Another memory is when I was taken to a therapist. And I remember her saying that I was manipulating my mom with my tantrums and she shouldn't listen to me. I never came back.

It's been a few years since then. I'm now in my last years of highschool. Most of the time I manage to be in a good mood. Years of trying out multiple therapies on my own have done its work. I've gained some passions and hobbies as fascination tends to be my strongest emotion even though everything mace me bored and empty back then. I've managed to get a support system even if before the slightest openess to anyone made me collapse emotionally. I go to a site with free volunteer listeners and many have repeatedly told me I was one of the most determined and wisest they met.

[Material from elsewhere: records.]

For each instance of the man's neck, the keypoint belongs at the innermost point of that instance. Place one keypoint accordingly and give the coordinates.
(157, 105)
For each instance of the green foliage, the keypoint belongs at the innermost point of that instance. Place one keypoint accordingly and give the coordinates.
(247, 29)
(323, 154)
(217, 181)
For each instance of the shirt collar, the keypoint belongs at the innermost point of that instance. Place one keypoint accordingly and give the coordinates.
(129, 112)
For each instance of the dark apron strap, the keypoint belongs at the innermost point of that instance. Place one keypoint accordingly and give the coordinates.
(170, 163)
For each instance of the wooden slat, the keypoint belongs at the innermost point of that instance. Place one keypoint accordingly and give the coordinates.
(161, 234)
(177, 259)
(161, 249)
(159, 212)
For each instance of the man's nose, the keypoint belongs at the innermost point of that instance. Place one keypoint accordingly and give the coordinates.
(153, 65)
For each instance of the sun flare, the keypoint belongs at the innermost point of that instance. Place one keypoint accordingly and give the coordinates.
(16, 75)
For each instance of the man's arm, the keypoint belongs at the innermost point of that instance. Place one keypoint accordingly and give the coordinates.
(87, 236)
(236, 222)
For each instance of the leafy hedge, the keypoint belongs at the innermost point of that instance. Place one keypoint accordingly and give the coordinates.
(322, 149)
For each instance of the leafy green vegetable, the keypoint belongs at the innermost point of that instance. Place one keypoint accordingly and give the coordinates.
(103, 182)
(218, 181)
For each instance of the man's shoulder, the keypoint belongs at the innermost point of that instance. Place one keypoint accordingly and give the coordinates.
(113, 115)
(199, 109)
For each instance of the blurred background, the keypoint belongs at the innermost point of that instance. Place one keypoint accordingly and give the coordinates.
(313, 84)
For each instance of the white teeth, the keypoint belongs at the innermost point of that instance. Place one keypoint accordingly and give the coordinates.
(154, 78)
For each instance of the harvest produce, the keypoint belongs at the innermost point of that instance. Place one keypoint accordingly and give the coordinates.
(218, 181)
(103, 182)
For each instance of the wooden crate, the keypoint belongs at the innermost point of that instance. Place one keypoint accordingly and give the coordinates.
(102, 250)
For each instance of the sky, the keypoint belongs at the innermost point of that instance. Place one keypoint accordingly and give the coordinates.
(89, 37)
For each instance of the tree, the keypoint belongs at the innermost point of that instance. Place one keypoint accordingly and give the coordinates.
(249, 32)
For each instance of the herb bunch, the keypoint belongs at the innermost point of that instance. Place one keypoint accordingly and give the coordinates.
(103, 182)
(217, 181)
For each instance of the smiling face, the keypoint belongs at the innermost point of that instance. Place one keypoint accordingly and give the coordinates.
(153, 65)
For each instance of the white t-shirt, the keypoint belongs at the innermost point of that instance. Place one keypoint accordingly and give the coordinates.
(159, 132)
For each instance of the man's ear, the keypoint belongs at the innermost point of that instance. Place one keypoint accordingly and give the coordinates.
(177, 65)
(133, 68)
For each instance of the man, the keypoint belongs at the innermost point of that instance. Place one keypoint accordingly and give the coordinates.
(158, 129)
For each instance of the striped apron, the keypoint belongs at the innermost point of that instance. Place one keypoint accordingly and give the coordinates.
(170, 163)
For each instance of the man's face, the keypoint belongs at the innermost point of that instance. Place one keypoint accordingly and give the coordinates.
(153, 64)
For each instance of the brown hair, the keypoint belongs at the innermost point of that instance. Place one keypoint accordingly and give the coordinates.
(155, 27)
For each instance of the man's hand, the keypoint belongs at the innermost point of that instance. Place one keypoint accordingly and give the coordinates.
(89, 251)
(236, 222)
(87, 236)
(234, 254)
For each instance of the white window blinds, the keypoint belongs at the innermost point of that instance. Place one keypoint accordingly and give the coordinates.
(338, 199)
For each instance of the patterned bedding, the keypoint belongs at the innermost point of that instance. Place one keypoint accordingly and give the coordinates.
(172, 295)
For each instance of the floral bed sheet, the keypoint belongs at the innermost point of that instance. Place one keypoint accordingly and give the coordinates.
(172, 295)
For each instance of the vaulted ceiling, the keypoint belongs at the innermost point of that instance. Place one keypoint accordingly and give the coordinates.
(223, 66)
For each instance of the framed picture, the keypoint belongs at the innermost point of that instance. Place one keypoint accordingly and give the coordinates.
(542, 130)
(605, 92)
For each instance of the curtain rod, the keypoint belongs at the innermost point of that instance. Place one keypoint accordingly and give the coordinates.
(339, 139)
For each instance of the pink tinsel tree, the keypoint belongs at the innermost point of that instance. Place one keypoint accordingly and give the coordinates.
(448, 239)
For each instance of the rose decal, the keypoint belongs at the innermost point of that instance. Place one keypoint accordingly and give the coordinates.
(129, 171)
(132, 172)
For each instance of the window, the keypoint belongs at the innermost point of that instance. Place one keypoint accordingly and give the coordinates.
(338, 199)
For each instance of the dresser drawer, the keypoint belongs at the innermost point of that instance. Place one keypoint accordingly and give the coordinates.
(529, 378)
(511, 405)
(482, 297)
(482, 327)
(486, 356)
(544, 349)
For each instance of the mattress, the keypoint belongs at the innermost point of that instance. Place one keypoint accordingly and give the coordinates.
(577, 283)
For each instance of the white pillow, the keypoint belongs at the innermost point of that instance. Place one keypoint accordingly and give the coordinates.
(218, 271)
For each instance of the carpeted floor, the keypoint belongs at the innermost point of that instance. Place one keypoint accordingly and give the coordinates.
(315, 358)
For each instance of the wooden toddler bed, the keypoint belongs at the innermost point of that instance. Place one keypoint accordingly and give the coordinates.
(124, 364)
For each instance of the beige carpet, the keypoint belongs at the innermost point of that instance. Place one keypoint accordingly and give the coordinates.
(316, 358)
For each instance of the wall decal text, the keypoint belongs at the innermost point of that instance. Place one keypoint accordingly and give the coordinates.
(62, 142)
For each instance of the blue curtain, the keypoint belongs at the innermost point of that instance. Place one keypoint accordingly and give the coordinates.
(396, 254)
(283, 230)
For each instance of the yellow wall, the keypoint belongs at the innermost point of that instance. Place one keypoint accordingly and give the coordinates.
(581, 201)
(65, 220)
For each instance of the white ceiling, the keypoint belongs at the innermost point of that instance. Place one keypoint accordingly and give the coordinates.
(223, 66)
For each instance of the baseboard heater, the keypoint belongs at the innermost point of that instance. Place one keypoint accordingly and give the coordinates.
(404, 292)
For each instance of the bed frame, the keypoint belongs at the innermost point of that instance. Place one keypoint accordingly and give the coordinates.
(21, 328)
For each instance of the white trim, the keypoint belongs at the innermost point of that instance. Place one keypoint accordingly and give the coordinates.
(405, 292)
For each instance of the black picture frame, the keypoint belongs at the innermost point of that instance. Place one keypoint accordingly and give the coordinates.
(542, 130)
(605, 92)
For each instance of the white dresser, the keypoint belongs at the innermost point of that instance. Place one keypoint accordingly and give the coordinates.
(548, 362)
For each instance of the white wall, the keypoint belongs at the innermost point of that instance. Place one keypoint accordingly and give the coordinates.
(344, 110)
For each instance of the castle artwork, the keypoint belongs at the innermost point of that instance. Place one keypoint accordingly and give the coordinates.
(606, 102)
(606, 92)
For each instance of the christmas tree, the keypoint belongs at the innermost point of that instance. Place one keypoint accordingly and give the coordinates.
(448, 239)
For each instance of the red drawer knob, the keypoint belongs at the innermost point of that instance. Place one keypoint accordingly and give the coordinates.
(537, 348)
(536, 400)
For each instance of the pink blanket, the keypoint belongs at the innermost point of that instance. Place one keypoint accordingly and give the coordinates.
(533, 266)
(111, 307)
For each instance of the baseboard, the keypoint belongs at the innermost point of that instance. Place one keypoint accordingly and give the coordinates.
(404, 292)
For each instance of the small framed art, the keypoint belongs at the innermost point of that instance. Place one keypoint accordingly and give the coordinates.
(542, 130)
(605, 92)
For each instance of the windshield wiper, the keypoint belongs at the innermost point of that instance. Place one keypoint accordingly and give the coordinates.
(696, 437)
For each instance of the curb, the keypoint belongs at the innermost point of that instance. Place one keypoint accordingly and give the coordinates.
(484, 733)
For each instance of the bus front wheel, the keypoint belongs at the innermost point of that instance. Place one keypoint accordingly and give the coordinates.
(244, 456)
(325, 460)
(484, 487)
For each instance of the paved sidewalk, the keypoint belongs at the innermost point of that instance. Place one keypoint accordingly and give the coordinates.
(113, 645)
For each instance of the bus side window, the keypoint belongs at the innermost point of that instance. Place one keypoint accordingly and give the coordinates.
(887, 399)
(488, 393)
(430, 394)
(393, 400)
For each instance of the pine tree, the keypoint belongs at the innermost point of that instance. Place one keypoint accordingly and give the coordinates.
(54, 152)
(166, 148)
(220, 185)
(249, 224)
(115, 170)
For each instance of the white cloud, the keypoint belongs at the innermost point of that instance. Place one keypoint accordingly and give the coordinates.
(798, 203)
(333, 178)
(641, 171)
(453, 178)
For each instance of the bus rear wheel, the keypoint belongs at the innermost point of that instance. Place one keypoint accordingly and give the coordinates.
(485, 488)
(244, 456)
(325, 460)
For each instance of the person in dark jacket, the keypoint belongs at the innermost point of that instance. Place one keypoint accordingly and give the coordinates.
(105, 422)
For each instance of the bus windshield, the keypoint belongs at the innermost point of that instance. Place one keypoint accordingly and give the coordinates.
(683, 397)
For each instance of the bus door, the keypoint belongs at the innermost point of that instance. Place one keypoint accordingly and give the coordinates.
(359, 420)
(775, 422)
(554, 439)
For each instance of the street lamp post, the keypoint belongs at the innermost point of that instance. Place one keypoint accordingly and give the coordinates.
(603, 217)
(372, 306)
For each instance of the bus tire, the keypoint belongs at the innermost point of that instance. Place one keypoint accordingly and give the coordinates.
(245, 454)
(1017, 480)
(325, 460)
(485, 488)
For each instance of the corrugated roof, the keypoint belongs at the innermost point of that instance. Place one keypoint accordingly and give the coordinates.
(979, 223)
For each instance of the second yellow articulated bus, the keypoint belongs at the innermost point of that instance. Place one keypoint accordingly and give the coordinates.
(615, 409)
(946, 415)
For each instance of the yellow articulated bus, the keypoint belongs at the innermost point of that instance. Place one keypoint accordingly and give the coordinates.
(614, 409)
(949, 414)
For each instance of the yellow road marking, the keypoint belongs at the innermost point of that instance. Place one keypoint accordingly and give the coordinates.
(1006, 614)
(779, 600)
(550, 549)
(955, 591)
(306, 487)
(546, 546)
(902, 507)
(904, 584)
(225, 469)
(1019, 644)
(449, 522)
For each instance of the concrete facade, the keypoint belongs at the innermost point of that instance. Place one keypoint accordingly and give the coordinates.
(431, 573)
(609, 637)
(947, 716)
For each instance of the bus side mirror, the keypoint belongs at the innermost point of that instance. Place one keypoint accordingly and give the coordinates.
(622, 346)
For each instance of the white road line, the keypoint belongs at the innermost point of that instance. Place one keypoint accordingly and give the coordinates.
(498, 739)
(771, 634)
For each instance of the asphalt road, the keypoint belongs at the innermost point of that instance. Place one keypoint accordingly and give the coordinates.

I've gained some friends, even if it took months of a technique called loving kindness meditation to actually make me feel the slightest bit of closeness with anyone. I've decided to try to work towards making good in the world and I set myself to work on that. After months of talking through it, my parents are much more kind.

But sometimes, I still feel intensely depressed and anxious. Something triggers me. And I remember memories ... often the memory of my mom shouting at me. I'd relive the utter anxiety and loneliness I felt. The utter distrust of everyone I knew. And I'd think of everyone who has been and is kind to me and suspect they're all going to turn on me someday. I'd hate myself for not working hard enough, not being intelligent enough, not being physically fit enough, not being kind enough  and so on.I'd repeat memories where people criticized me - even gently or commented on something small - and tell myself that's proof that I'm not enough for myself and others.

And I remember that memory with my mom again. And I remember the kinds of thoughts I had back then.

That I was a bad kid. A really bad kid. And I never tried hard enough to be patient for myself, my mom and others around me. That I was never enough in every single way. That I am utterly useless, obviously worthless and forever weak.


And I think, someone love me. Someone please love me.